13 septembre 2008

Bonne fête Momo

C'est pas encore la Sainte-Edvige, mais apparemment, c'est un petit peu la Sainte-Anastasie, en ce moment. Non, je déconne, en vrai c'est la fête à Anastasie tous les jours.

En fait c'est surtout qu'après avoir laissé parler mon cœur dans l'affaire Fouad Mourtada (eh oui, j'en vois plus d'un surpris, c'est comme ça, moi aussi, j'ai un cœur, et qui bat à gauche, encore), je me sens obligé de ne pas passer sous silence cette nouvelle nouvelle consternante qui nous vient du Maroc : un blogueur marocain, Mohamed Erraji, a été condamné lundi à deux ans de prison ferme.

Ça lui apprendra. Ce goujat avait écrit (je cite, qu'on me pardonne, un concurrent gothique du web) : le roi "encourage le peuple à la paresse". Il y critiquait la politique "d'assistanat" pratiquée, selon lui, par le souverain marocain, et citait une anecdote d'après laquelle Mohammed VI, se promenant en ville, aurait fait cadeau d'une "grima" (licence d'exploitation d'un taxi) à un homme qui avait réussi à l'approcher et avait chanté ses louanges.

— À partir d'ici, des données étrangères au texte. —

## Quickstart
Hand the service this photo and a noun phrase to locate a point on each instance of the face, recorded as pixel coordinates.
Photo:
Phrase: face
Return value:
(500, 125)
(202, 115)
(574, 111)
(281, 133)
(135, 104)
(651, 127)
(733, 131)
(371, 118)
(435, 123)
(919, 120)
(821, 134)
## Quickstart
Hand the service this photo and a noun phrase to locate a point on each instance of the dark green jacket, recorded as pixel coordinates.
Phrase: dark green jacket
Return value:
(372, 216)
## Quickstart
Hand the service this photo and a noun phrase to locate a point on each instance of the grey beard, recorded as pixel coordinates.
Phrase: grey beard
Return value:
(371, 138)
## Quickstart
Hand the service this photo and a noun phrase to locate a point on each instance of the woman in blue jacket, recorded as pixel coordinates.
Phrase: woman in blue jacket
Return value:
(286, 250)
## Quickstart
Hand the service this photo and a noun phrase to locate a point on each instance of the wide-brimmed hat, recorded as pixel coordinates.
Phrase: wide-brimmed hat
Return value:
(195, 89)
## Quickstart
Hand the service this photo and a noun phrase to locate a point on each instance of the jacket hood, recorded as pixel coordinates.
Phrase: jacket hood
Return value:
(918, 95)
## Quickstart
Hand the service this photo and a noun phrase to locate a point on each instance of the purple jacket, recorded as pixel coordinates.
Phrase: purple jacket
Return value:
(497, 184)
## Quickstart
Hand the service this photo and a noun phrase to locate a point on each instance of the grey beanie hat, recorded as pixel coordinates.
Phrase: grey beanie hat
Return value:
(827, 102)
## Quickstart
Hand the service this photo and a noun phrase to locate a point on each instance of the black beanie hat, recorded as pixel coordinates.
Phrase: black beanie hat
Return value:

Dénonçant cette attitude "de mendiant implorant la charité du glorieux trône", et l'absence, au Maroc, de "loi égale pour tous", Mohamed Erraji affirmait que ses pairs en sujétion n'avaient plus "qu'à ajourner leurs rêves d'un Maroc de justice et d'égalité des chances". Fin de citation.

Non mais attends ! Et puis quoi encore ? Il voudrait pas aussi un cybercafé en libre-service au palais royal ? Une corne de gazelle offerte à tout visiteur ? Ou des tours de jet-ski gratos avec M6 ? Allez hop, deux ans au frais. T'as trop pas de bol, mon gars, on a fermé Tazmamart. Y a avait pas le wifi.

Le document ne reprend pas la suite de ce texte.